I found the following in the journals of Lucy Maud Montgomery, a nice statement of the personal reasons why someone would bother going to church regularly. This is the entry dated August 23, 1901:
I sometimes ask myself why, after all, I go to church so regularly. Well, I go for a jumble of reasons, some of which are very good, and others very flimsy and ashamed of themselves. It’s the respectable thing to do — this is one of the flimsy ones — and I would be branded a black sheep if I didn’t go. Then, in this quiet uneventful land, church is really a social function and the only regular one we have. We get out, see our friends and are seen of them, and air our best clothes which otherwise would be left for the most part to the tender mercies of moth and rust.
Oh, you miserable reasons! Now for a few better ones!
I go to church because I think it well to shut the world out from my soul now and then and look my spiritual self squarely in the face. I go because I think it well to search for truth everywhere, even if we never find it in its entirety; and finally I go because all the associations of the church and service make for good and bring the best that is in me to the surface — the memories of old days, old friends, childish aspirations for the beautiful and sacred.
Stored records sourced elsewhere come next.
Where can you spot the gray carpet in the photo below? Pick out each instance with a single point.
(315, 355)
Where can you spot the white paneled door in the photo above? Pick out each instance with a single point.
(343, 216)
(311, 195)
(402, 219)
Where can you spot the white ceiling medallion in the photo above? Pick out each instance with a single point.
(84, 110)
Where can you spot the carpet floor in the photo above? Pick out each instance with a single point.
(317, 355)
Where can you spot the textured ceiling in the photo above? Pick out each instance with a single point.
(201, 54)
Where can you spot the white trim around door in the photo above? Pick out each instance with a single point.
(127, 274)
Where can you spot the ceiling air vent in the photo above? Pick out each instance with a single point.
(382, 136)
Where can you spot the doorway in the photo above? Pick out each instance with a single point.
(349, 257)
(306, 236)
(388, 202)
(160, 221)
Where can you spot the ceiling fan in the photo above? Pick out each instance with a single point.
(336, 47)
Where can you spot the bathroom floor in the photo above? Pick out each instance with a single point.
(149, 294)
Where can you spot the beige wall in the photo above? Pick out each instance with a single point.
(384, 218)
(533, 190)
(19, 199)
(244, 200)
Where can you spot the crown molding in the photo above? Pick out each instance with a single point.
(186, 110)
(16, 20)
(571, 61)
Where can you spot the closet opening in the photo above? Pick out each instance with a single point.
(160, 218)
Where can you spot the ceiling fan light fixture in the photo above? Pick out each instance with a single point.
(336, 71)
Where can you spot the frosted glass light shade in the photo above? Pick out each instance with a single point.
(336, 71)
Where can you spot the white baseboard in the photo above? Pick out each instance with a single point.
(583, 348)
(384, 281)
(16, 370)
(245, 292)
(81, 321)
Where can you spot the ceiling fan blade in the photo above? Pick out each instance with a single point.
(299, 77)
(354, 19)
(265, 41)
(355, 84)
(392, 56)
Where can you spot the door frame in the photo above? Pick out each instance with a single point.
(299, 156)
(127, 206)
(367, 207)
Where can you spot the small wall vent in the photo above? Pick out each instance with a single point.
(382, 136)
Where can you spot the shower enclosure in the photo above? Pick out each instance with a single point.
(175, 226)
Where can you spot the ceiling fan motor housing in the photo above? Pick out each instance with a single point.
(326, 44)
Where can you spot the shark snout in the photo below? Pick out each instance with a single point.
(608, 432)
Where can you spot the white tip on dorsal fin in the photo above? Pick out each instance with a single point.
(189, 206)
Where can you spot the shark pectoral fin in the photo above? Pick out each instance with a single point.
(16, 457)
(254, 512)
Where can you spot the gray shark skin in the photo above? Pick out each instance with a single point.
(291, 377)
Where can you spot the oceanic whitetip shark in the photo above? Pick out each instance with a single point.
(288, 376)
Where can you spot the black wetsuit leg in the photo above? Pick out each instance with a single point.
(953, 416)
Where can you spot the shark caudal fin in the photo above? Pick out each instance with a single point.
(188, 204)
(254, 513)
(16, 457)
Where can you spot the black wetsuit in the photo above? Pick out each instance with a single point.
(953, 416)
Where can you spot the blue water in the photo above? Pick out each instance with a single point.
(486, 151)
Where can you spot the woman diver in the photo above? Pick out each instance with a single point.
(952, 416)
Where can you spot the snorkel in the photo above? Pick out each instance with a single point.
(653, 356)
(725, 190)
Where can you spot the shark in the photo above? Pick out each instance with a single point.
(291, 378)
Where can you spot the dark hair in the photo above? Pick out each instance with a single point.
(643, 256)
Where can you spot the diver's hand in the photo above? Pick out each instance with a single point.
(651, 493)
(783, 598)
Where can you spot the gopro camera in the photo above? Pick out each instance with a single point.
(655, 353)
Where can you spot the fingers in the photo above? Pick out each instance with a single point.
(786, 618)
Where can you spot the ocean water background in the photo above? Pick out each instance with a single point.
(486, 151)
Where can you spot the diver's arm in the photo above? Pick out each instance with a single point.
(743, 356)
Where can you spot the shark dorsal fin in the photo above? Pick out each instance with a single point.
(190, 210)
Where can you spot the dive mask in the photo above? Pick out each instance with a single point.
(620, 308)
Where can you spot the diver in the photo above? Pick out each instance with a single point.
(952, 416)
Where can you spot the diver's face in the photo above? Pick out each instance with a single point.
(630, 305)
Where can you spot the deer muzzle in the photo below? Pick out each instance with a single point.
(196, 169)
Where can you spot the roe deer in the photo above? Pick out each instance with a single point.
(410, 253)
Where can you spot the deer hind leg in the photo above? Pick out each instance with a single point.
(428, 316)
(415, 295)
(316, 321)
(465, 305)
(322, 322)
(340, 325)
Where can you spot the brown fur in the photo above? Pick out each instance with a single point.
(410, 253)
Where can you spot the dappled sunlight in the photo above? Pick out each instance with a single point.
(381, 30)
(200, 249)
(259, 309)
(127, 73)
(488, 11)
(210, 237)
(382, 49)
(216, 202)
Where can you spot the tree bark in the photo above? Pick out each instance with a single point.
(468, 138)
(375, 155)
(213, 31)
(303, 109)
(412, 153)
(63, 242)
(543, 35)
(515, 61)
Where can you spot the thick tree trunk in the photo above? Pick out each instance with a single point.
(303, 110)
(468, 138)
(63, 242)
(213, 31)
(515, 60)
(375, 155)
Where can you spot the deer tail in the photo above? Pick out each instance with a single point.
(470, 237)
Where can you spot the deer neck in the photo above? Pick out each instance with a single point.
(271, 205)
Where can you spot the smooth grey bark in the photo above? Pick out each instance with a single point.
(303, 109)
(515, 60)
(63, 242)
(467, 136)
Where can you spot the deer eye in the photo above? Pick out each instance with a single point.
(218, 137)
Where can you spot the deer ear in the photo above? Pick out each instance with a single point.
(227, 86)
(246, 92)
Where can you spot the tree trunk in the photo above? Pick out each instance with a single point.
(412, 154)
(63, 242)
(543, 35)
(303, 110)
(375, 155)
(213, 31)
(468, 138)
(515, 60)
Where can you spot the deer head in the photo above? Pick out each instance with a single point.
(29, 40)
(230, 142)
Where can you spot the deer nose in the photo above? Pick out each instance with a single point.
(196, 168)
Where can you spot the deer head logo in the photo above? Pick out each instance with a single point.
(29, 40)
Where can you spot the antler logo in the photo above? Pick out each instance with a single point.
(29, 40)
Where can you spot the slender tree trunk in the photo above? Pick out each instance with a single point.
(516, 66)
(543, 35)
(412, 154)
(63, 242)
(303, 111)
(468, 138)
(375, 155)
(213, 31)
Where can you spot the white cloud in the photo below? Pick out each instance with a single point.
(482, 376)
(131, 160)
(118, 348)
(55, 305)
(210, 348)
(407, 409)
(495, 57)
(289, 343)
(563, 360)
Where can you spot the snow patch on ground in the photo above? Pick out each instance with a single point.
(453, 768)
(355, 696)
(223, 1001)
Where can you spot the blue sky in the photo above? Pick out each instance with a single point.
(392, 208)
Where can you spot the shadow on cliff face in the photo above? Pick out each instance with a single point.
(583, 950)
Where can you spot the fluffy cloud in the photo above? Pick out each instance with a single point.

All these come back, like the dew of some spiritual benediction — and so I go to church. [The Selected Journals of L. M. Montgomery: Volume I: 1889-191, ed. Mary Rubio and Elizabeth Waterston (Toronto: Oxford University Press, 1985), p. 262]
It’s good to read a little Lucy Maude. I read some of her journals when I was younger – back when I used to read famous people’s diaries. She’s pretty awesome.
This is lovely–thanks for posting it.
Very interesting, and relevant to the discussion that’s been going on some of the other UU blogs about why people choose to go (or not go) to UU churches today.